Une « logique de pistage, de contrôle et de surveillance ». C’est en ces termes que le Syndicat national des assistants sociaux de l’Education nationale (Snasen) -UNSA et l’Association nationale des assistants de service social (ANAS) analysent la proposition de loi relative « au suivi des enfants en danger par la transmission des informations », déposée il y a un an par Henriette Martinez (UMP, Hautes-Alpes) avec 47 autres députés. Adoptée le 21 décembre dernier par la commission des affaires sociales de l’Assemblée nationale, elle devrait être examinée en séance publique le 12 janvier. « Malgré l’évolution favorable de la loi et bien que le suivi des enfants en danger soit correctement assuré grâce à la transmission des informations par les cellules et à la coordination des professionnels de l’enfance au titre du secret professionnel partagé, il est regrettable que, lorsqu’une famille quitte un département pour un autre, les informations ne soient pas transmises au-delà de cette frontière administrative », a expliqué Henriette Martinez lors de l’examen en commission de sa proposition de loi, dont elle était aussi la rapporteure. Ainsi, a-t-elle précisé, « aucun suivi n’est possible lorsque la famille disparaît. Une famille peut ainsi quitter le département où elle réside lorsqu’elle se sent surveillée. » Une crainte exprimée également dans l’exposé des motifs du texte, selon lequel « certaines familles maltraitantes trouvent dans l’itinérance un moyen d’échapper aux services sociaux ».
La députée, qui juge insuffisante la possibilité ouverte à un département de procéder à un signalement national, a donc souhaité « donner au président du conseil général les moyens d’être véritablement le protecteur des enfants que la loi fait de lui et éviter de judiciariser toutes les affaires ». Selon la proposition de loi, qu’elle a amendée pour répondre à certaines observations, notamment de la Commission nationale de l’informatique et des libertés et de l’Assemblée des départements de France, lorsqu’une famille déménage dans un autre département, le président du conseil général « assure sans délai la transmission à son homologue du département d’accueil de l’ensemble des informations concernant les enfants faisant l’objet d’une mesure éducative ou d’une enquête sociale ou concernés par une information préoccupante en cours d’évaluation ou de traitement ». Si le président du conseil général du département de départ ne dispose pas de la nouvelle adresse de la famille, « il saisit dans les meilleurs délais la caisse primaire d’assurance maladie et la caisse d’allocations familiales compétentes, qui la lui communiquent dans un délai de dix jours et dans le respect des dispositions relatives au secret professionnel et en informe sans délai son homologue du département d’accueil ». A cette fin, « la caisse primaire d’assurance maladie peut accéder aux informations contenues dans le répertoire national interrégimes des bénéficiaires de l’assurance maladie visé à l’article L. 161-32 du code de la sécurité sociale ».

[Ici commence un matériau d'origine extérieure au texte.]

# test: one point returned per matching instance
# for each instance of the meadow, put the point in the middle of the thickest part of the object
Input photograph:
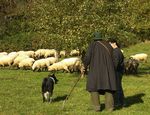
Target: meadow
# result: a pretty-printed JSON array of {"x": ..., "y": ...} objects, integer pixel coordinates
[{"x": 20, "y": 92}]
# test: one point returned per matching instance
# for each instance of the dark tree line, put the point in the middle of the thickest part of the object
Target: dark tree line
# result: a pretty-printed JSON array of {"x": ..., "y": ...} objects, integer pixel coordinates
[{"x": 68, "y": 24}]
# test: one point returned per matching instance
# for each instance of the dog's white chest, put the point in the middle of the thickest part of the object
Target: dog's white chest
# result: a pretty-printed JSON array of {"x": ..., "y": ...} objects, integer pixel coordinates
[{"x": 46, "y": 95}]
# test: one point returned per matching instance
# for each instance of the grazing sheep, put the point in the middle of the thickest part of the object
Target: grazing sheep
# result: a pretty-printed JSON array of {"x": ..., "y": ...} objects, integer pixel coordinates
[
  {"x": 3, "y": 53},
  {"x": 50, "y": 53},
  {"x": 26, "y": 63},
  {"x": 52, "y": 60},
  {"x": 140, "y": 57},
  {"x": 40, "y": 64},
  {"x": 30, "y": 53},
  {"x": 62, "y": 53},
  {"x": 75, "y": 53},
  {"x": 64, "y": 64},
  {"x": 6, "y": 61},
  {"x": 18, "y": 59},
  {"x": 40, "y": 53}
]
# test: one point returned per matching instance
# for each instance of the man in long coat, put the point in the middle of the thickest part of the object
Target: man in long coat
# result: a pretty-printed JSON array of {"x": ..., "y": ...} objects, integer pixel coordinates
[
  {"x": 101, "y": 76},
  {"x": 118, "y": 59}
]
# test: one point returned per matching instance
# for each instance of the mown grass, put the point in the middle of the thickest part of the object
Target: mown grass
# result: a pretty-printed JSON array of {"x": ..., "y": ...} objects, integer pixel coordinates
[{"x": 20, "y": 92}]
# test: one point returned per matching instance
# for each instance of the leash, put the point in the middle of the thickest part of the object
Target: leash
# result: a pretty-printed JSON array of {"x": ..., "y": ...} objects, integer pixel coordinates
[{"x": 70, "y": 92}]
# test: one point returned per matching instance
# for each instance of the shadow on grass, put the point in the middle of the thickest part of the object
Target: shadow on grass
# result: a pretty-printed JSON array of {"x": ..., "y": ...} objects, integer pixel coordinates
[
  {"x": 131, "y": 100},
  {"x": 59, "y": 98}
]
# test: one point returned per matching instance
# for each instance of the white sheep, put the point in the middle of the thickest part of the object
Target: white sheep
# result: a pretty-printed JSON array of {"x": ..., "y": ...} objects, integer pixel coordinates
[
  {"x": 50, "y": 52},
  {"x": 6, "y": 61},
  {"x": 52, "y": 60},
  {"x": 62, "y": 53},
  {"x": 140, "y": 57},
  {"x": 64, "y": 64},
  {"x": 18, "y": 59},
  {"x": 26, "y": 63},
  {"x": 3, "y": 53},
  {"x": 40, "y": 64},
  {"x": 75, "y": 52},
  {"x": 30, "y": 53},
  {"x": 40, "y": 53}
]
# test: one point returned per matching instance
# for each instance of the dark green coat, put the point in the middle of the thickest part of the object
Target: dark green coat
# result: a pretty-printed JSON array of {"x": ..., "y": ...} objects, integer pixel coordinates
[{"x": 101, "y": 75}]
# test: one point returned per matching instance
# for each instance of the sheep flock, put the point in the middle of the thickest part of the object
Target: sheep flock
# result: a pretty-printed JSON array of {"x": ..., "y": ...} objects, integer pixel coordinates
[
  {"x": 53, "y": 60},
  {"x": 43, "y": 60}
]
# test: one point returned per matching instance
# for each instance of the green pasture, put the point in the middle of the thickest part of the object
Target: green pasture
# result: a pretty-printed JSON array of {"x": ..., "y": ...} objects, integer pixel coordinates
[{"x": 20, "y": 92}]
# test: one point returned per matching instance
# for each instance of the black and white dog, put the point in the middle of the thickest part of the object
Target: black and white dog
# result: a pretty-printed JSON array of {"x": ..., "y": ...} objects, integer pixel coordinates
[{"x": 48, "y": 87}]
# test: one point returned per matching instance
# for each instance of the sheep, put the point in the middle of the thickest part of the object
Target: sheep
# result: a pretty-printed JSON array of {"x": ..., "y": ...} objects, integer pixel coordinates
[
  {"x": 40, "y": 64},
  {"x": 50, "y": 52},
  {"x": 52, "y": 60},
  {"x": 62, "y": 53},
  {"x": 75, "y": 53},
  {"x": 3, "y": 53},
  {"x": 30, "y": 53},
  {"x": 6, "y": 61},
  {"x": 64, "y": 64},
  {"x": 18, "y": 59},
  {"x": 26, "y": 63},
  {"x": 140, "y": 57}
]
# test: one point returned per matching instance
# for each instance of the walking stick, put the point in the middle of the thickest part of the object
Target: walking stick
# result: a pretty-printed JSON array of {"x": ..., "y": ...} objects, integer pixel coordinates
[{"x": 70, "y": 92}]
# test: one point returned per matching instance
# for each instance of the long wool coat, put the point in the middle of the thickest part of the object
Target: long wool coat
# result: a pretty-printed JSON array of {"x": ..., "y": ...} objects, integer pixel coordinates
[{"x": 101, "y": 75}]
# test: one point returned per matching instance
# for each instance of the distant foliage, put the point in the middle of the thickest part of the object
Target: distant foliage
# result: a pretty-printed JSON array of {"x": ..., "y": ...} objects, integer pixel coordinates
[{"x": 69, "y": 24}]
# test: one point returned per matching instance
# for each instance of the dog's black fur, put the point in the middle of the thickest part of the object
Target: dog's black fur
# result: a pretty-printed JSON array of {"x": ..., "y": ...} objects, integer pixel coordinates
[{"x": 48, "y": 86}]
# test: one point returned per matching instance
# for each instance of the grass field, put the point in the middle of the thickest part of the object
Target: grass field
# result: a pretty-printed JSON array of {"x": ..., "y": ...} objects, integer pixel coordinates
[{"x": 20, "y": 92}]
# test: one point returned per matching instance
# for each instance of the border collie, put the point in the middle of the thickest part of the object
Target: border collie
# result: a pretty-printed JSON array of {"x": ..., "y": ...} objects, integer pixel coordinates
[{"x": 48, "y": 87}]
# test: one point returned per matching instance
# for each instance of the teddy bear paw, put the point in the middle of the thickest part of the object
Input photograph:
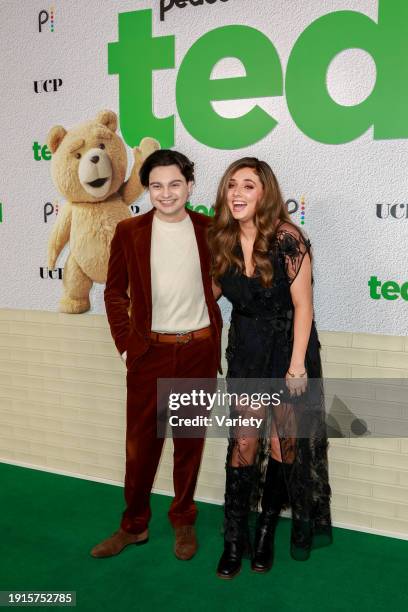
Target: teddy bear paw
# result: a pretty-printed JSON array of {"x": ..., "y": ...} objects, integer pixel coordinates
[{"x": 74, "y": 305}]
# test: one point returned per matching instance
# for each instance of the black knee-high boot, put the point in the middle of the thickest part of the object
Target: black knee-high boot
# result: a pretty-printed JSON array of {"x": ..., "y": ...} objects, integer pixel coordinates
[
  {"x": 238, "y": 487},
  {"x": 273, "y": 498}
]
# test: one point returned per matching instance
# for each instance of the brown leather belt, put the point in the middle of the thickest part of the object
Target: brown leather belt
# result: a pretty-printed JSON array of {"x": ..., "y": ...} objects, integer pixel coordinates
[{"x": 182, "y": 338}]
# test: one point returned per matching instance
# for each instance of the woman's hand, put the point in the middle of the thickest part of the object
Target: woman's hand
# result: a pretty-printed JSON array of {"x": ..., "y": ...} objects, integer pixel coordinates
[{"x": 296, "y": 380}]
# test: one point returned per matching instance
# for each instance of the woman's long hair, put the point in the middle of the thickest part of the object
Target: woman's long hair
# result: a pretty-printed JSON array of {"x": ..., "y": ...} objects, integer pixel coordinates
[{"x": 224, "y": 232}]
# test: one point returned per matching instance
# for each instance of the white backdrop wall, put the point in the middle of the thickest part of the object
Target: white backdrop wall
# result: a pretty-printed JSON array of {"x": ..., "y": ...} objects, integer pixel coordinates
[{"x": 342, "y": 184}]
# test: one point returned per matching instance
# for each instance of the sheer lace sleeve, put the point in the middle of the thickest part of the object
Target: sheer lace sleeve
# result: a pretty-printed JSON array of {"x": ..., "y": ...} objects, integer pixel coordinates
[{"x": 293, "y": 246}]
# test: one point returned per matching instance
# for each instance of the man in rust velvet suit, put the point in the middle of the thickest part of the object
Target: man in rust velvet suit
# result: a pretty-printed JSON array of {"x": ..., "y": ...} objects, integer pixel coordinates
[{"x": 160, "y": 267}]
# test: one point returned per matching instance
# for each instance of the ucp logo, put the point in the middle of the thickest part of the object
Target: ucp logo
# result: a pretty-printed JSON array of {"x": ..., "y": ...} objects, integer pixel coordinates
[{"x": 138, "y": 53}]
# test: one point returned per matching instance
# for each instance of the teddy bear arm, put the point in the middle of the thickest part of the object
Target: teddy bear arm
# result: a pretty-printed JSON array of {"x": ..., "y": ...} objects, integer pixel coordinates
[
  {"x": 59, "y": 235},
  {"x": 132, "y": 189}
]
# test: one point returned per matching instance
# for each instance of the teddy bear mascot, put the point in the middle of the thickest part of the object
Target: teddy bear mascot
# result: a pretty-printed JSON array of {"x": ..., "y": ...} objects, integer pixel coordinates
[{"x": 88, "y": 167}]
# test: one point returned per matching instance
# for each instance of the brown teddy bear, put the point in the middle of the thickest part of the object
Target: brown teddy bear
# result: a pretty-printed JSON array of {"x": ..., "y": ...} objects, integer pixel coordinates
[{"x": 88, "y": 167}]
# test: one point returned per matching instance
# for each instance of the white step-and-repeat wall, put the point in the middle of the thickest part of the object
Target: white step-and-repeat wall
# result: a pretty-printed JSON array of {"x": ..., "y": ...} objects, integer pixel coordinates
[{"x": 317, "y": 89}]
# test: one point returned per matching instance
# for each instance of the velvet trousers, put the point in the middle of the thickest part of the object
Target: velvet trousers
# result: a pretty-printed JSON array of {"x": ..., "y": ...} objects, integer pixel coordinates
[{"x": 195, "y": 359}]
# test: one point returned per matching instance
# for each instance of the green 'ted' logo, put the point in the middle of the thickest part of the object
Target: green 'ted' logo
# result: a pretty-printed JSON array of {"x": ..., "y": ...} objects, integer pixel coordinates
[{"x": 138, "y": 53}]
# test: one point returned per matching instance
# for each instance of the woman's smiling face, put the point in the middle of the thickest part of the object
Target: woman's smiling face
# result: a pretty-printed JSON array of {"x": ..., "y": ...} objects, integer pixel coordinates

La députée des Hautes-Alpes rappelle avoir présenté cette réflexion au cours des « états généraux de l’enfance », organisés par le gouvernement et clos en juin dernier (1). Lors de leur lancement, l’atelier sur l’amélioration de la transmission d’informations relatives aux enfants en danger ou en risque de l’être, avec l’objectif maladroitement présenté « d’éviter que le nomadisme de certaines familles ne leur permette d’échapper au contrôle et à la surveillance des services sociaux », avait suscité un tollé des travailleurs sociaux (2). Pour le Snasen, la proposition de loi entretient la confusion. Si, selon le syndicat, elle n’instaure « rien de nouveau », « elle participe pourtant à cette idéologie ambiante que les familles doivent être surveillées, contrôlées, poursuivies… » En cas de maltraitance et de non-collaboration de la famille, « le conseil général et ses services signalent la mise en danger aux autorités judiciaires pour que soit ordonnée une mesure de protection de l’enfance qui se poursuivra quel que soit le lieu d’habitation du mineur et de sa famille, comme le légitime toute décision judiciaire », argumente l’organisation. En revanche, la décision administrative de protection de l’enfance relève « de la collaboration des familles qui sollicitent d’être soutenues et conseillées dans leur rôle éducatif ». Le principe qui préside au texte va donc à l’encontre de celui d’adhésion et de confiance nécessaire à l’accompagnement, renchérit Françoise Léglise, présidente de l’ANAS. « Et combien de familles maltraitantes cherchent réellement à échapper aux services sociaux ? En créant une loi pour des cas exceptionnels, on pointe aussi du doigt des parents qui déménagent pour trouver un logement ou un emploi. » En outre, ajoute-t-elle, la procédure proposée « risque d’être inapplicable au vu des lourdeurs administratives », alors que dans les faits, « le maillage autour de l’enfant se recrée » dans son nouveau lieu de résidence. Tandis que la proposition de loi prône une meilleure efficacité, les professionnels risquent de se sentir une nouvelle fois visés par un déficit de confiance.